B2B Pricing Strategies

Business products typically have fewer users but each user is more valuable. Pricing for B2B products often reflects this higher value. Instead of focusing on volume, the aim is to provide a robust product that meets specific business needs. For example, a software tool designed for project management might charge a higher fee but offer extensive features and support.

Gabriel pointed out that understanding your audience and their willingness to pay is crucial. For B2C products, consider offering a freemium model where basic features are free, and advanced features require a subscription. For B2B products, focus on demonstrating the value and return on investment your product provides.

Utilizing Telemetry Tools for Enhanced User Engagement

Telemetry tools are essential for tracking user behavior and engagement. Dom from Telemetry Deck highlighted how these tools can provide detailed metrics to help businesses understand user interactions and identify friction points.

Tracking Detailed Metrics

Telemetry tools allow you to track specific user actions. This includes how long users stay on a page or app, which features they use, and when they drop off. By analyzing this data, you can pinpoint where users encounter issues or lose interest.

Identifying Friction Points

Knowing where users face difficulties helps in improving the user experience. For example, if users consistently abandon the sign-up process at a particular step, you can investigate and optimize that part of the flow. This might involve simplifying the form or providing better instructions.

Cross-Platform and Device Tracking

It’s crucial to track user behavior across different devices and platforms. Gabriel emphasized that user behavior can vary significantly between mobile and desktop. For instance, mobile users might prefer quick, easy interactions, while desktop users might be more comfortable with detailed tasks.

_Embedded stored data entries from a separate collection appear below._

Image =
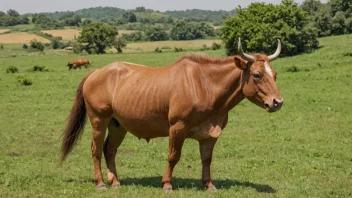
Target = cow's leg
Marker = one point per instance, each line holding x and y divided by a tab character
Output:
177	137
113	141
206	151
99	124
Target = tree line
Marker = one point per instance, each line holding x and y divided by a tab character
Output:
298	26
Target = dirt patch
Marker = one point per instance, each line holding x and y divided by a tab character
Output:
21	37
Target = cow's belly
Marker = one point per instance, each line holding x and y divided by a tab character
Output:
145	127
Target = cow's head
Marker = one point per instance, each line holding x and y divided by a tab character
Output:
259	78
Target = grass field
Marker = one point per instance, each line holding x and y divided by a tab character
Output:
4	31
168	45
70	34
21	37
66	34
304	150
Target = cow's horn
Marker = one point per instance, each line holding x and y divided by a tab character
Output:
277	53
244	55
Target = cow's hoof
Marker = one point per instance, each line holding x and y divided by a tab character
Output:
115	185
101	187
167	190
211	188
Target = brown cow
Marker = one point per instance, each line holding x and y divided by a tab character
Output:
78	63
189	99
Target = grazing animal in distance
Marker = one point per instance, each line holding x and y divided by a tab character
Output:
188	99
78	63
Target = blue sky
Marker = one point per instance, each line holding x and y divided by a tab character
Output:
26	6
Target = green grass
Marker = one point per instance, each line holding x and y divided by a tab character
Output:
304	150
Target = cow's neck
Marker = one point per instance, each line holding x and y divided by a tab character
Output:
227	83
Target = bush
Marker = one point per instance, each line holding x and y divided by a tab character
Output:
216	46
12	69
204	48
24	81
178	49
260	25
37	45
158	50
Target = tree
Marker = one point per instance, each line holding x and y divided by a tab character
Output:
120	43
98	37
37	45
130	16
12	13
260	25
157	34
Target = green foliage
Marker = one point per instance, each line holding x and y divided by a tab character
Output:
189	31
158	50
12	69
130	17
87	22
136	36
197	15
120	43
24	81
12	18
37	45
98	37
216	46
300	151
178	49
260	25
44	21
157	34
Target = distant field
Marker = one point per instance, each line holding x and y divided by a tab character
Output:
66	34
168	45
4	30
69	34
303	150
21	37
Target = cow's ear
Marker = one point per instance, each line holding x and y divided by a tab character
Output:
240	62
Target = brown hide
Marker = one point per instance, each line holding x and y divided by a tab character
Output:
189	99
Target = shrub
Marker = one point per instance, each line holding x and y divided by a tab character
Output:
204	48
158	50
12	69
216	46
24	81
178	49
37	45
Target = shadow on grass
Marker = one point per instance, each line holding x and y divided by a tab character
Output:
195	183
184	183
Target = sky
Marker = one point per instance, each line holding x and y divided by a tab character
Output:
32	6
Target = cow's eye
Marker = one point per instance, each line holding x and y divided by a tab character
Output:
257	76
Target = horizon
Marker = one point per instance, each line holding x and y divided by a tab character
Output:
156	5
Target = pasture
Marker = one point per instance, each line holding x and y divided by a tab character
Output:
20	37
303	150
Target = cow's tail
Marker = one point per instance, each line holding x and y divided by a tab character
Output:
76	122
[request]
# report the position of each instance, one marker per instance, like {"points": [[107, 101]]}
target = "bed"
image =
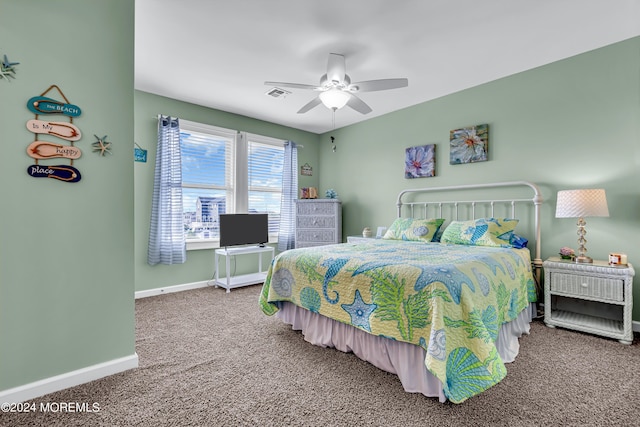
{"points": [[440, 303]]}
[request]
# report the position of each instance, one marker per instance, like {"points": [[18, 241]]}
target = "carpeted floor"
{"points": [[208, 358]]}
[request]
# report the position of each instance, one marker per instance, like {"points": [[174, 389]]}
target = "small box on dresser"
{"points": [[318, 222], [595, 298]]}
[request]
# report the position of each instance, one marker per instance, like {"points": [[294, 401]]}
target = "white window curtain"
{"points": [[167, 244], [286, 235]]}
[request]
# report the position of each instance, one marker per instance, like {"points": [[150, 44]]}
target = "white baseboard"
{"points": [[69, 379], [170, 289]]}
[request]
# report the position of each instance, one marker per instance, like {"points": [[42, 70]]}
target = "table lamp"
{"points": [[580, 204]]}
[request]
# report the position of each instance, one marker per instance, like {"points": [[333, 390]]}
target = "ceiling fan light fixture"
{"points": [[334, 98]]}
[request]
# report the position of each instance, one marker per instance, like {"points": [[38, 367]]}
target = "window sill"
{"points": [[194, 245]]}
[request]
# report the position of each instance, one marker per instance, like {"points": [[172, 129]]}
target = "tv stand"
{"points": [[230, 282]]}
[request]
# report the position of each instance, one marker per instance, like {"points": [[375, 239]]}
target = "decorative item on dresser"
{"points": [[318, 222], [596, 298]]}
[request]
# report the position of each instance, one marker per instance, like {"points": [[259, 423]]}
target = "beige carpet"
{"points": [[208, 358]]}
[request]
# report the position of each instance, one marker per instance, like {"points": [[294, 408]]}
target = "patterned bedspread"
{"points": [[449, 299]]}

By using telemetry tools, you can get a complete picture of how users interact with your product. This comprehensive view enables you to make data-driven decisions to enhance user engagement and satisfaction.


In this two-part blog series, we explored key insights from the Telemetry Deck webinar. We covered the differences in user engagement between websites and apps, the impact of friction on user experience, and distinct pricing models for B2B and B2C products. We also discussed the importance of telemetry tools for tracking detailed metrics and understanding cross-platform user behavior.

By applying these insights, you can improve user interaction, optimize your product experience, and develop effective pricing strategies. We hope you found these discussions valuable and insightful.

Frequently Asked Questions

Q: What is the main difference between user engagement on websites and native apps?
A: Users typically engage more deeply with apps since they have taken the steps to download and install them. Websites might see more casual, less frequent visits.

Q: How does friction affect user engagement?
A: Too much friction can deter users, while too little friction might attract unqualified users. The key is finding a balance that keeps serious users engaged without overwhelming them.

Q: What are the best practices for optimizing friction in user experience?
A: Use A/B testing to experiment with different levels of friction. For B2C products, aim to minimize friction. For B2B products, a bit of friction can help filter for serious users.

Q: How should pricing models differ between B2B and B2C products?
A: B2C products often rely on high user volume, with many users using the product for free. B2B products, having fewer but more valuable users, should reflect higher pricing and robust features.

Q: What are telemetry tools, and why are they important?
A: Telemetry tools track user behavior and provide detailed metrics. They help identify friction points and understand user interactions across different devices and platforms.

Q: How can I use telemetry tools to improve user engagement?
A: Analyze the detailed metrics provided by telemetry tools to identify where users encounter issues. Use this data to optimize the user experience and ensure seamless interaction across all devices.